El gobierno ha prometido pagar las pruebas, pero se oye por doquier que los
hospitales donde acuden solo ofrecen pruebas rápidas; como los pobres no tienen
seguros privados, no pueden acudir a las clínicas (donde los resultados son más
rápidos). Por su lado, los hospitales primero estuvieron cerrados a los pacientes
del virus y luego han sido muy pocos los habilitados. Cuando los pobres logran
hospitalización, confrontan graves dificultades: mientras el gobierno paga los
tratamientos en las clínicas privadas –donde acude la clase media—en los
hospitales se carece de los medicamentos y el personal para dar un cuidado
adecuado. Esa situación representa otra grosera inequidad porque favorece, con
la ayuda estatal, a los que menos la necesitan, además de favorecer a las
clínicas y seguros privados que son prosperas empresas.
Algo similar ha
ocurrido con las dádivas alimenticias.

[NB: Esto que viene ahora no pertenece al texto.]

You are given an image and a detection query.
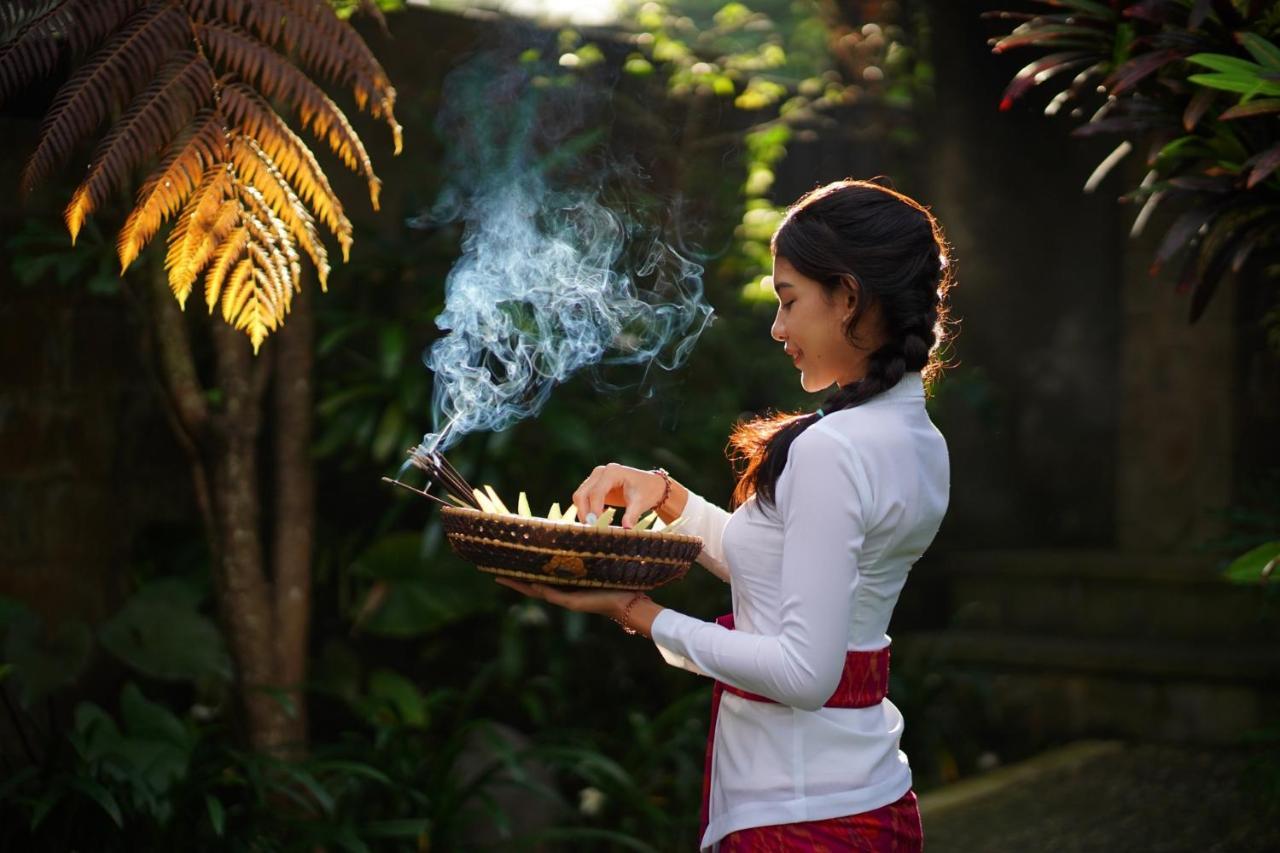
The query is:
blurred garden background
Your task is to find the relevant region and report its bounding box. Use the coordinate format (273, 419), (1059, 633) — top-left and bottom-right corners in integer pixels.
(0, 0), (1280, 850)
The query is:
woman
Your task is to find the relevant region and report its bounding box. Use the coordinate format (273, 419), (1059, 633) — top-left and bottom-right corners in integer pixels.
(499, 175), (950, 853)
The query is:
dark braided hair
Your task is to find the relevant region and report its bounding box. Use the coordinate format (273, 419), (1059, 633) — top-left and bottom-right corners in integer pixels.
(730, 181), (951, 506)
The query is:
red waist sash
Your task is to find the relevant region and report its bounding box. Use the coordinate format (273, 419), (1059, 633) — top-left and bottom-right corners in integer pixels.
(698, 613), (888, 844)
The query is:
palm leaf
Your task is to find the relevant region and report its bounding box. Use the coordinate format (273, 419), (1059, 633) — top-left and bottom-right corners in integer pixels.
(22, 5), (191, 192)
(0, 0), (401, 352)
(205, 225), (248, 314)
(196, 23), (381, 210)
(64, 51), (214, 243)
(186, 0), (402, 154)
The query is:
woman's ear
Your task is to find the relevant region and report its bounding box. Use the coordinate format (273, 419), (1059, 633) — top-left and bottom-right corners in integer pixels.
(836, 273), (863, 324)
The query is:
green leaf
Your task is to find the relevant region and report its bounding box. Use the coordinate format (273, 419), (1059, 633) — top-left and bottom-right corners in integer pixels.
(99, 579), (232, 681)
(1187, 74), (1280, 97)
(1235, 32), (1280, 70)
(68, 776), (124, 829)
(0, 596), (29, 628)
(205, 794), (227, 838)
(1226, 540), (1280, 584)
(315, 760), (396, 786)
(276, 762), (334, 815)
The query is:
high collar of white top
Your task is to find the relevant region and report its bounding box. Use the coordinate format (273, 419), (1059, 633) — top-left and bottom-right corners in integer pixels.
(867, 370), (924, 402)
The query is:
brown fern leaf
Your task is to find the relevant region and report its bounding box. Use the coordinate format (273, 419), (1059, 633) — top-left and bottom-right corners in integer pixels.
(115, 110), (228, 268)
(165, 164), (239, 305)
(61, 0), (151, 56)
(205, 225), (248, 314)
(241, 223), (293, 318)
(184, 0), (403, 154)
(20, 5), (191, 193)
(220, 82), (353, 260)
(223, 254), (280, 353)
(196, 23), (381, 210)
(276, 0), (401, 131)
(230, 137), (329, 289)
(64, 51), (214, 243)
(0, 0), (146, 104)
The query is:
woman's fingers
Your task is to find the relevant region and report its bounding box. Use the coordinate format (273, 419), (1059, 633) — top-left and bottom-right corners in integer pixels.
(573, 462), (625, 524)
(573, 462), (662, 530)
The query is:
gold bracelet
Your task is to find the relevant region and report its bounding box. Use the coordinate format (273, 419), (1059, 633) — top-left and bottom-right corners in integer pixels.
(618, 593), (653, 637)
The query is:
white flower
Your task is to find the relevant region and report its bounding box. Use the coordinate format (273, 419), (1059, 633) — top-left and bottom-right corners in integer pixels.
(513, 602), (550, 628)
(577, 788), (607, 817)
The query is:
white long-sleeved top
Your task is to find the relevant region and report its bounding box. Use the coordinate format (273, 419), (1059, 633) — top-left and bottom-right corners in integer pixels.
(653, 373), (951, 850)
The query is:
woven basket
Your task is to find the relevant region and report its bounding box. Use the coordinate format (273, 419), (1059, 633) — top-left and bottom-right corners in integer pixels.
(440, 507), (703, 589)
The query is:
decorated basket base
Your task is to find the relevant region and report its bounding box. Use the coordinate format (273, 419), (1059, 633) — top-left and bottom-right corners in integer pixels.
(440, 507), (703, 590)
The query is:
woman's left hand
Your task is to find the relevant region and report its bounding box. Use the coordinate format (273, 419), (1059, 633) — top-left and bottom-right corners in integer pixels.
(494, 578), (635, 621)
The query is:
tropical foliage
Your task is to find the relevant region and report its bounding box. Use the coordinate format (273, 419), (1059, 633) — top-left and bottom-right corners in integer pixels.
(992, 0), (1280, 338)
(0, 0), (399, 351)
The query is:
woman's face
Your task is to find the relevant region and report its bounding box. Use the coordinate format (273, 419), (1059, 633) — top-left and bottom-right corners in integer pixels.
(769, 257), (869, 393)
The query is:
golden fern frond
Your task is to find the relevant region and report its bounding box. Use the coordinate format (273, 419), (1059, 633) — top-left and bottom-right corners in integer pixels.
(0, 0), (147, 104)
(230, 137), (329, 289)
(196, 23), (381, 210)
(64, 51), (214, 243)
(165, 164), (236, 305)
(223, 255), (268, 345)
(115, 110), (227, 272)
(220, 83), (353, 260)
(223, 254), (280, 353)
(0, 0), (63, 44)
(205, 225), (248, 314)
(239, 184), (302, 302)
(0, 0), (69, 104)
(20, 5), (191, 192)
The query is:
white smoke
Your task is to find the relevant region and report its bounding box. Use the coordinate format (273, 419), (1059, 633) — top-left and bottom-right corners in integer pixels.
(407, 43), (712, 451)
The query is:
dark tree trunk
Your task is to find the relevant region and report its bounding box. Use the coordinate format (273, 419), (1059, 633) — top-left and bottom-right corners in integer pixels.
(147, 264), (315, 754)
(274, 275), (316, 742)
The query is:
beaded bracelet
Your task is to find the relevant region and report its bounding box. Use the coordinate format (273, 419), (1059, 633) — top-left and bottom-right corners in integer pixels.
(618, 593), (652, 637)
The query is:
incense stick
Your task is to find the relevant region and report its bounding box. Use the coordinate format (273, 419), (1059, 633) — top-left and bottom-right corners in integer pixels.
(383, 476), (453, 506)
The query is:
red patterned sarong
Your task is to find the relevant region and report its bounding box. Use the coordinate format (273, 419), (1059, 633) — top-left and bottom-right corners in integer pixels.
(698, 613), (901, 853)
(719, 790), (924, 853)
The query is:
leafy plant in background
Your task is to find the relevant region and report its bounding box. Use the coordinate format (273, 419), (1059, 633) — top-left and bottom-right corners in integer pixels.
(991, 0), (1280, 352)
(609, 0), (932, 301)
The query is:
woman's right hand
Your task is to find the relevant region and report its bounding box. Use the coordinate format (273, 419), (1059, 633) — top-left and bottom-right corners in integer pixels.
(573, 462), (667, 530)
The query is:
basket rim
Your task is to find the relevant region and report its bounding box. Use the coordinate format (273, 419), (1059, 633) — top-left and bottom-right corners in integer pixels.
(448, 533), (690, 567)
(440, 506), (703, 546)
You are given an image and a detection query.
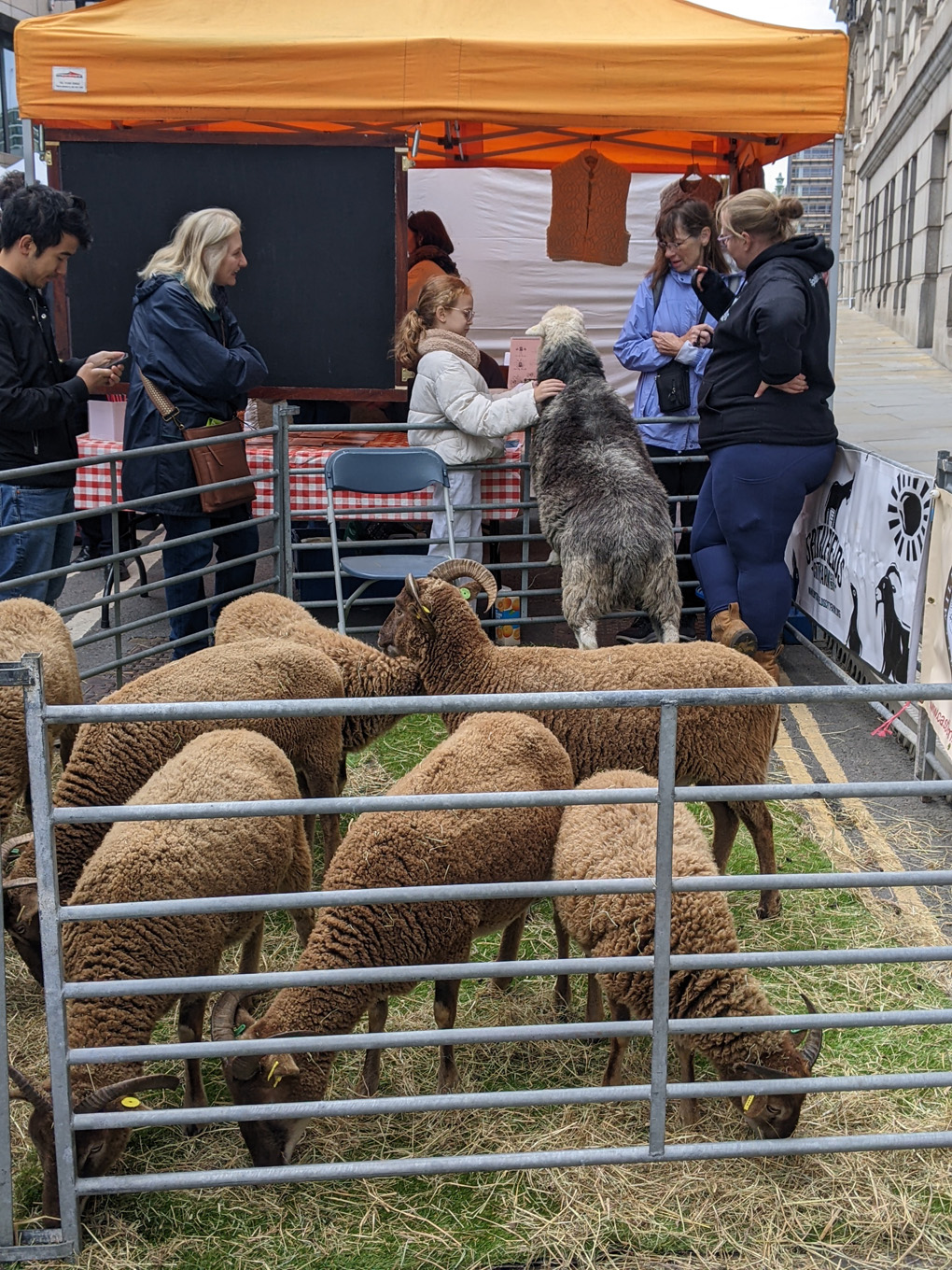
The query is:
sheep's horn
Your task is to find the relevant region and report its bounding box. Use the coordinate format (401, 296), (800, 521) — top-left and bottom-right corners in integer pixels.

Si bien el gobierno anunció
tempranamente que el desayuno escolar y el almuerzo (para los de la tanda
extendida) se entregarían en los hogares de los más de dos millones estudiantes
de las escuelas públicas, las fundas de alimentos que se han entregado a altas
horas de la noche las han captado en primera instancia los militantes del
partido de gobierno inscritos en PROSOLI. Se han dejado para ultimo los asilos
de ancianos, los orfanatos y otros establecimientos de beneficencia. Puesto que
los contenidos son productos de ordinaria calidad, tampoco puede alegarse que
se ha honrado con ellos la dignidad de los pobres.
Además de en la
distribución de alimentos, el reprobable sesgo político de las ayudas se ha
evidenciado, en el nivel y secuencia de la atención a los diferentes segmentos
de la población. Se ha favorecido prioritariamente a los más poderosos y
asistido miserablemente a los más débiles. Pero el colmo ha sido el
protagonismo del candidato presidencial oficial, quien usando recursos
provenientes de fuentes insondables, ha enarbolado el asistencialismo partidario
para promover su candidatura. Ahora solo falta que el gobierno sea manirroto
con los recursos de las AFP durante el presente mes, para atraer votantes a las
urnas del 5 de julio.
Un
observador calificado ha sentenciado: “El
coronavirus afecta a todo el género humano, pero en las actuales condiciones de
vastos sectores de la población en pobreza y altas desigualdades, los pobres
son mucho más vulnerables”.
“Expresando el descontento social al respecto en
una encuesta Gallup a 65.000 interrogados en 60 países, el 69% dijo que las
diferencias entre ricos y pobres en sus países “no eran juego limpio”. Los
altos niveles de desigualdad y pobreza llevan a que los pobres tengan mayores
posibilidades de contraer la enfermedad en sus modalidades más agudas.” Aquí ya
se ha señalado que el coronavirus aumenta los niveles de informalidad
y la desigualdad social.
Queda claro que la única tragedia de la
pandemia para nuestro país no ha sido la de los hospitalizados y fallecidos. La
otra tragedia ha sido la insuficiente y tardía atención a los segmentos más
vulnerables y débiles de la población, una oprobiosa falta de respeto a su
dignidad a nombre de una mezquina solidaridad. Algunos epidemiólogos ya
predicen que cuando la transmisión comunitaria alcance los barrios marginados y
a las comunidades rurales más pobres, habrá un rebrote del virus. Por eso el
nuevo gobierno que asumirá en agosto debería tener listo un menú de
intervenciones que sea más cónsono con la dignidad humana de los más débiles de
la sociedad. La principal medida debe ser la de establecer un Ingreso
Básico para los Pobres (IBP), tal como ha hecho España. Solo así se restablecerá su
mancillado honor y su supervivencia seria menos desesperante.